For California homeowners who are struggling under insurmountable debt, bankruptcy offers a real solution. That said, knowing which type of bankruptcy to file can be a challenge. Many consumers pursue Chapter 7 bankruptcy, due to the fact that it can lead to the discharge of many types of consumer debt. After a recent Supreme Court ruling, however, some will find that Chapter 13 offers a better fit for their financial needs.
The ruling focused on the issue of the discharge of second mortgages during Chapter 7 bankruptcy. A lower court ruling allowed homeowners to eliminate a second mortgage if their homes were "underwater," meaning the value of the home was worth less than what is owed on the property. However, the high court looked at the cases that set a legal precedent on the matter and reversed the earlier ruling.
Loans that are secured by collateral, such as real estate, are protected from discharge during bankruptcy because the lender can seize the property if payment is not made. In this case, the issue before the court was whether a second mortgage met the standard of being "secured." An earlier decision concerning Chapter 13 bankruptcy resulted in a ruling that second mortgages that hold no collateral value can be stripped away during the bankruptcy process, as there is nothing of value for the lender to seize.

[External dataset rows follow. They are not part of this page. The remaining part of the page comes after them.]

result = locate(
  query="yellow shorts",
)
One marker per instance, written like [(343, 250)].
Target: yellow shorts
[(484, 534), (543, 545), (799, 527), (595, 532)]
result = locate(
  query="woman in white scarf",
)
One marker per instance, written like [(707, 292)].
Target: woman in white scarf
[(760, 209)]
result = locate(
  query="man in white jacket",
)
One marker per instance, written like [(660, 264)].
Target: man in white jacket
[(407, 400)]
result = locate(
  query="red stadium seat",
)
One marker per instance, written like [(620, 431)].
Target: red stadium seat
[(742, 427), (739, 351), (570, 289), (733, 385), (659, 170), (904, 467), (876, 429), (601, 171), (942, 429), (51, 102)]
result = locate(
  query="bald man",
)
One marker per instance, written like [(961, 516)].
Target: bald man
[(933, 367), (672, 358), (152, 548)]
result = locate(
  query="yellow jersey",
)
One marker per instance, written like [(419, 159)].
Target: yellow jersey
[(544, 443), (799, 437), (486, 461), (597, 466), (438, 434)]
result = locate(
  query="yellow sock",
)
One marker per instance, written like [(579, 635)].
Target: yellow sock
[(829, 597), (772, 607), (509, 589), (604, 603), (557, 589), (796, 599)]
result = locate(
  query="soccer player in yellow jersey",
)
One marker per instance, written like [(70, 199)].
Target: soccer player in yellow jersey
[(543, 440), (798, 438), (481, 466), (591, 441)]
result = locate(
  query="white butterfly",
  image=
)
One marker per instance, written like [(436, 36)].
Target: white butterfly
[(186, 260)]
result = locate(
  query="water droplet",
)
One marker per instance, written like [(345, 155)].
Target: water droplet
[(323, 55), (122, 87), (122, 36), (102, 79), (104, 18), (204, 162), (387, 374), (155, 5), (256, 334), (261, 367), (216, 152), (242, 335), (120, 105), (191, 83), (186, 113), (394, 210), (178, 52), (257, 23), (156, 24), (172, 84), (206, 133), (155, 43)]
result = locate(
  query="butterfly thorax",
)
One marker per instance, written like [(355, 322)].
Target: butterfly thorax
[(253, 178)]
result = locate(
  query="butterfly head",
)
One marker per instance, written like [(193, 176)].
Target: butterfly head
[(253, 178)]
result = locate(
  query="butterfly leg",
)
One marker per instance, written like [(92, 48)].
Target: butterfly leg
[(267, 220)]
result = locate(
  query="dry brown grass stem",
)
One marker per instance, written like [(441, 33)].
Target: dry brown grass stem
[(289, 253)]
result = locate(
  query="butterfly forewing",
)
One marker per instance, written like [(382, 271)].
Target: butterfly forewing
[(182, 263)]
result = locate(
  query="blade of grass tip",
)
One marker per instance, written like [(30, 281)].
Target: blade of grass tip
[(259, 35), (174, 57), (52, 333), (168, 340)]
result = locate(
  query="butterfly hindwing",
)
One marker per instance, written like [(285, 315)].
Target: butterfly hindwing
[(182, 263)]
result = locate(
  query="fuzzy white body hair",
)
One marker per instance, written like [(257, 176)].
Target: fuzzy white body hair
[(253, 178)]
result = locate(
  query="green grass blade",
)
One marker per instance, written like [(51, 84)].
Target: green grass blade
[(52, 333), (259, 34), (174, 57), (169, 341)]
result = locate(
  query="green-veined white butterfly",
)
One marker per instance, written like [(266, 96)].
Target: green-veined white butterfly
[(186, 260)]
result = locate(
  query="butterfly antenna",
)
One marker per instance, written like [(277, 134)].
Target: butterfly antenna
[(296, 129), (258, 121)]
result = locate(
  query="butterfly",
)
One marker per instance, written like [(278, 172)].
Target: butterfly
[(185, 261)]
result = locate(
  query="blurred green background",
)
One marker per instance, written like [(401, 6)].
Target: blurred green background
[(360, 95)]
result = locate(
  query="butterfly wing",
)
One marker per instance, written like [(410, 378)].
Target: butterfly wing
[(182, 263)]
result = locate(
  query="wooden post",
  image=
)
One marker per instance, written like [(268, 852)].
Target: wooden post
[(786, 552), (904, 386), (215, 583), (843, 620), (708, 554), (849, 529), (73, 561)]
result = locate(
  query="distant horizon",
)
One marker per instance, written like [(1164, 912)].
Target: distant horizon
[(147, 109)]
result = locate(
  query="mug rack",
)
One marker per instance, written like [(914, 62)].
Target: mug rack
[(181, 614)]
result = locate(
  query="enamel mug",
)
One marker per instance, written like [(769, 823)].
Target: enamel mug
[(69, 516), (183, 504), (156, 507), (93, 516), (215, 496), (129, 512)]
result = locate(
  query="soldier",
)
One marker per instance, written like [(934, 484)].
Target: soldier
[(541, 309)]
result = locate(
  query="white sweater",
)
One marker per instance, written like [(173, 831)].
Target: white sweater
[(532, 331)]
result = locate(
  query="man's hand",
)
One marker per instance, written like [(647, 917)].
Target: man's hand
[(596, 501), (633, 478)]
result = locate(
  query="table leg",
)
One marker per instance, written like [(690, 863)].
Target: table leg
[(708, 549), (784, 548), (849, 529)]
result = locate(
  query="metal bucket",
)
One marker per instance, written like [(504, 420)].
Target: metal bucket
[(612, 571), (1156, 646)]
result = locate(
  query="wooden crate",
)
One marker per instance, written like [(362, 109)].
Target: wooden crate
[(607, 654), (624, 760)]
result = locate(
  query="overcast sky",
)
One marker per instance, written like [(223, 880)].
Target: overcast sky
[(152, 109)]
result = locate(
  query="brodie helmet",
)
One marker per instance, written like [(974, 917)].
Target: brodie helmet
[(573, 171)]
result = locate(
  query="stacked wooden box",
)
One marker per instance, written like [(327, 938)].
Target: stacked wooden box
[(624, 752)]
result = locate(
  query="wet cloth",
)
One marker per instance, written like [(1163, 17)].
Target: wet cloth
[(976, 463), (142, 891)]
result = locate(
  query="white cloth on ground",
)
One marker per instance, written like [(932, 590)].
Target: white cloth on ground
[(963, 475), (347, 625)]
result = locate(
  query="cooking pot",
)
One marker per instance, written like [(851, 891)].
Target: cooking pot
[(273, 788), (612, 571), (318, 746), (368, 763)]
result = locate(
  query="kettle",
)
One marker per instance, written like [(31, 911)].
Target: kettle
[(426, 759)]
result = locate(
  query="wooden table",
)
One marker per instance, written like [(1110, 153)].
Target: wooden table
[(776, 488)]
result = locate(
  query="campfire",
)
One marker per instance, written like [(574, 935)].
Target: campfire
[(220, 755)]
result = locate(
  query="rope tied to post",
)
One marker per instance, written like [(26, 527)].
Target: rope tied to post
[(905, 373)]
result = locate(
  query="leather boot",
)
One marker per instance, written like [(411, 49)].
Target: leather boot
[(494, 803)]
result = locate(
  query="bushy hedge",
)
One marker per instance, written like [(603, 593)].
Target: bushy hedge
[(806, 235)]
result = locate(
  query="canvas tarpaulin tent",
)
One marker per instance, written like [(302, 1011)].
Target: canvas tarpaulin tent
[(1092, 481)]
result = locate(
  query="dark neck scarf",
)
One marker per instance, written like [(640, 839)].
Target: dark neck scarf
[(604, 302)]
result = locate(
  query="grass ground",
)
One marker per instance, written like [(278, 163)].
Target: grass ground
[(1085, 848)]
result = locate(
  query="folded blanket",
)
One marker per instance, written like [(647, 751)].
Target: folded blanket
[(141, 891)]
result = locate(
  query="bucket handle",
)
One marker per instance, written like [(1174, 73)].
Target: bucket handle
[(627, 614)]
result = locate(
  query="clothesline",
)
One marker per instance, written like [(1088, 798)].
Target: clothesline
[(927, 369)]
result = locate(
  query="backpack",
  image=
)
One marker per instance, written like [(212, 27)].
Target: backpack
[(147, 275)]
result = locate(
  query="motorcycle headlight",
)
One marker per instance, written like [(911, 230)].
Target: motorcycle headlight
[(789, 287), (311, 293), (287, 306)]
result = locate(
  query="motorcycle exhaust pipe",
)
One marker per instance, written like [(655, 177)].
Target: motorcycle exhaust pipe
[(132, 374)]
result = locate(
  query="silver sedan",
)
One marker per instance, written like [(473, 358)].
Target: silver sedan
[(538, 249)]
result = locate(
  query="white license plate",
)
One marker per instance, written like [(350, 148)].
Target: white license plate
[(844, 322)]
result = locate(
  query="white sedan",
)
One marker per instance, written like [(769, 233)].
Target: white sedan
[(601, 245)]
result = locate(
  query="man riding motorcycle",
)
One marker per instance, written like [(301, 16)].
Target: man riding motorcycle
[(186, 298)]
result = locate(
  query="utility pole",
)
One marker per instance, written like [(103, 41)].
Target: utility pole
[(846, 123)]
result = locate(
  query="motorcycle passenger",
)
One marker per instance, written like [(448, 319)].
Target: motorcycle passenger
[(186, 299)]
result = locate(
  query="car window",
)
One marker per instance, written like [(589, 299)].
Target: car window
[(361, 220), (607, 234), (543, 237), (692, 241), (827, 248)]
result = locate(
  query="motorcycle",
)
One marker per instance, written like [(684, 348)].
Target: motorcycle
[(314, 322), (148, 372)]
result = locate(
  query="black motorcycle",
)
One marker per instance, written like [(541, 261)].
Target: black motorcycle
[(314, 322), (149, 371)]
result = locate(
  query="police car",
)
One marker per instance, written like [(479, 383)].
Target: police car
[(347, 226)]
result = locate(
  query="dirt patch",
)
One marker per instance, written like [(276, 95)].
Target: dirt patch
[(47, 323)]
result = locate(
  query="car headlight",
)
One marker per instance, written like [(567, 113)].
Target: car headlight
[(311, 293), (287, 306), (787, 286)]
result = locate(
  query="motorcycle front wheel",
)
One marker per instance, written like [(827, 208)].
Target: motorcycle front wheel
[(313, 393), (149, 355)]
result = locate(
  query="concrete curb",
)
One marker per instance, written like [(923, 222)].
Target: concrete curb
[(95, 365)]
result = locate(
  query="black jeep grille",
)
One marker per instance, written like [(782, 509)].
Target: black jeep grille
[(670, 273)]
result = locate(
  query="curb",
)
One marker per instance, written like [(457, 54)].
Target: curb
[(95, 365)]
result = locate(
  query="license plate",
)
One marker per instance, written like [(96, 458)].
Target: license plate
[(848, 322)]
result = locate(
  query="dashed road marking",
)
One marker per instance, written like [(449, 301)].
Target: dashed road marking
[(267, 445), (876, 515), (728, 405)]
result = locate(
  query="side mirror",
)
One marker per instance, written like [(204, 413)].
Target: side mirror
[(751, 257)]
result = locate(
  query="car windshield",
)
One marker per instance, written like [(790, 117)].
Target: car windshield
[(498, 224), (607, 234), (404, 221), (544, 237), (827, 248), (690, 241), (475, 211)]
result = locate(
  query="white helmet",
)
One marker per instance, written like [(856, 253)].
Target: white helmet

For California homeowners who owe more on their home than the property is currently worth, this decision can have a major impact on their financial futures. In such cases, pursuing Chapter 13 bankruptcy might offer a solid path toward financial stability. While future court cases might clarify the matter and change the power of bankruptcy to eliminate second mortgage debt, those consumers who complete their bankruptcy prior to such a ruling would not suffer.